Response (response_format: "url")

{
  "created": 1775090723,
  "model": "kling-video-o3-pro-reference-to-video",
  "videos": [
    {
      "url": "https://hub.oxen.ai/api/repos/.../files/.../video.mp4?..."
    }
  ]
}
The URL is a temporary link that expires after a period of time.

Response (response_format: "b64_json")

{
  "created": 1775090723,
  "model": "kling-video-o3-pro-reference-to-video",
  "videos": [
    {
      "b64_json": "<base64-encoded mp4 bytes>"
    }
  ]
}

Using with /ai/queue

Recommended for video generation. Returns immediately, processes in the background.

Enqueue

import requests

response = requests.post(
    "https://hub.oxen.ai/api/ai/queue",
    headers={
        "Authorization": "Bearer YOUR_API_KEY",
        "Content-Type": "application/json",
    },
    json={
        "model": "kling-video-o3-pro-reference-to-video",
        "multi_prompt": [{"prompt": "A person speaking into a microphone", "duration": 5}],
        "generate_audio": True,
        "num_generations": 2,
    },
)

generations = response.json()["generations"]
for g in generations:
    print(f"ID: {g['generation_id']}, Status: {g['status']}")

Poll

import requests

response = requests.get(
    "https://hub.oxen.ai/api/media/generations/status/YOUR_USERNAME/kling-video-o3-pro-reference-to-video",
    headers={"Authorization": "Bearer YOUR_API_KEY"},
)

status = response.json()
print(f"Remaining: {status['count']}")
When finished, the generation disappears from the list.

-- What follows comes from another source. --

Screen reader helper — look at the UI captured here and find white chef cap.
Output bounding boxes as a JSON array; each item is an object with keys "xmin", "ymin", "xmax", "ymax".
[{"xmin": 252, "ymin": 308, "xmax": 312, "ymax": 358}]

A count of 0 means all generations are complete.

Cancel

import requests

response = requests.delete(
    "https://hub.oxen.ai/api/media/generations/YOUR_USERNAME/4ef840a4-...",
    headers={"Authorization": "Bearer YOUR_API_KEY"},
)

print(response.json())

Errors

ErrorCauseFix
Cannot provide both 'prompt' and 'multi_prompt'Sent both fieldsUse one or the other
Either 'prompt' or 'multi_prompt' must be providedNeither sent, or empty arrayProvide at least one
Field requiredmulti_prompt item missing promptEvery shot needs a prompt string
duration value '2' is invalidTotal duration < 3 secondsEnsure total across shots >= 3
Total shot duration (16s) exceeds maximum allowed (15s)Total duration > 15 secondsKeep total at 15 seconds or less
Input should be '1', '2', ... or '15'Single shot > 15Keep each shot at 15 seconds or less
num_generations must be an integer between 1 and 4Invalid count (via /ai/queue)Use 1-4

Other Kling Models

ModelInputUse CaseCost/sec
kling-video-v2-6-pro-text-to-videoText onlySimple text-to-video$0.070
kling-video-v2-6-pro-image-to-videoImageAnimate a single image$0.070
kling-video-o3-pro-image-to-videoImage + textHigher quality image animation$0.224
kling-video-o3-pro-reference-to-videoImages + textReference-conditioned, multi-shot$0.224
kling-video-o3-pro-video-to-video-editVideoEdit existing video$0.336
kling-video-v3-pro-motion-controlText + image + videoCamera/motion control$0.168
The O3 Pro models produce higher quality output than v2.x but cost roughly 3x more per second.